Endovascular therapy for the treatment of peripheral arterial occlusive disease was introduced in 1964 and has revolutionised treatment approaches to many vascular diseases with overwhelming speed.

 

Since then, a plethora of studies on technical improvements and innovative developments has been published.

 

These technologies, however, have developed at a pace critical scientific appraisal has been profoundly challenged to keep up with. Alarmingly, a main drawback of these studies is that they do not operate with uniformly defined endpoints thereby hampering a direct comparison of study outcomes across various trials difficult.

 

A pivotal publication on standards to report results of peripheral revascularisation has been published by Rutherford in 1986. Although these standards are widely accepted for surgical trials, this is by far less so for trials assessing endovascular therapy.

 

Some of the terminology that has been adapted during the transition from open surgical to endovascular treatment approaches needed adaptation. The term patency, for example, derives from surgical revascularisation literature and is used to describe the presence of uninterrupted flow as proved by findings of objective imaging modalities.

 

In recent years, we have witnessed an odd abuse of the term “patency” that has misleadingly been utilised to describe both anatomic and clinical outcomes.

 

First, there seemed to be a trend to report “clinical patency” with varying implications and of unclear definitions, which were particularly poorly outlined in ever faster appearing “rapid fire communications”.

 

Moreover, clinical outcome parameters, if they were cited, rarely assessed true functional changes after endovascular revascularization from a patient’s perspective.

 

Not only is it difficult for the casual reader to extract a balanced view from current reports, but the basis for valid evidence is sloppy.

 

The term “clinical patency” should be abandoned in future trials.

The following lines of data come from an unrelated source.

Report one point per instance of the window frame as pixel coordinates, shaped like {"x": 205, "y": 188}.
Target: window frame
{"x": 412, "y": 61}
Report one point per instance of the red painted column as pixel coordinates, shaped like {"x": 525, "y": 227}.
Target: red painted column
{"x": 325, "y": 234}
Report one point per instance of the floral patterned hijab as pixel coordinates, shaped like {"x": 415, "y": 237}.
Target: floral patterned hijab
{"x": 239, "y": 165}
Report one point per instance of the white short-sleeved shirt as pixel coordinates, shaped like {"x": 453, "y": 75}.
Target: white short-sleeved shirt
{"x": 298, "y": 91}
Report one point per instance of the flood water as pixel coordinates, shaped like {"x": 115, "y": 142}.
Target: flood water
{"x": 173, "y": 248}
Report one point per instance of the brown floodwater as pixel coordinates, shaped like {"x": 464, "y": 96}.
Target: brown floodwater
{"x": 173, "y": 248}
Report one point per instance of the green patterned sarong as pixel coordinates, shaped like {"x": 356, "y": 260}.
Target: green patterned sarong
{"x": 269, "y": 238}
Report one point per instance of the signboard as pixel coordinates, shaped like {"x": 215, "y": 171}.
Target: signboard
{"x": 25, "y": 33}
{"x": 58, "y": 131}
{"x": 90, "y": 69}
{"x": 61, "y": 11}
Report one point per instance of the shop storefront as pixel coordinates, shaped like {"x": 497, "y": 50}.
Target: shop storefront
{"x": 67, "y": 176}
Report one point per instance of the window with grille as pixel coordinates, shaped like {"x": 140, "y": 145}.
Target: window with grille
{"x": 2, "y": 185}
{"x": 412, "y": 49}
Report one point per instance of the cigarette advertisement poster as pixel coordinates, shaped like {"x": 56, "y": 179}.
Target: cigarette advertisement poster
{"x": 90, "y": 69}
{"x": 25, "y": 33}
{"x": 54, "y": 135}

Second, applying the term “patency” according to the surgical definition, high grade stenosis would still imply that the vessel is patent.

 

According to the TASC document, primary patency implies uninterrupted patency following a revascularization. As restenosis is a major drawback of endovascular therapy, however, it is mandatory to precisely quantify its extent to gauge the anatomic efficacy of various treatment approaches.

 

Thus, “patency” is insufficient as the sole morphological outcome parameter in the scrutiny of peripheral arterial endovascular approaches.

 

Therefore, the term “freedom from binary restenosis”, which has been widely applied in the coronary revascularization literature and is derived from quantitative serial angiography should clearly be added to the spectrum of anatomic endpoint definitions.

 

The DEFINE manuscript, a consensus paper by a transatlantic group of multispecialty physicians outlines many important parameters and suggests further important anatomic and functional clinical outcome parameters. It was published in the European Journal of Vascular and Endovascular Surgery in 2008 and is aimed at providing uniform definitions for future endovascular revascularisation trials.

 

The use of the latter is mandatory to allow for a direct comparison of various trials and hopefully will help to further underline the clinical usefulness of various endovascular treatment approaches.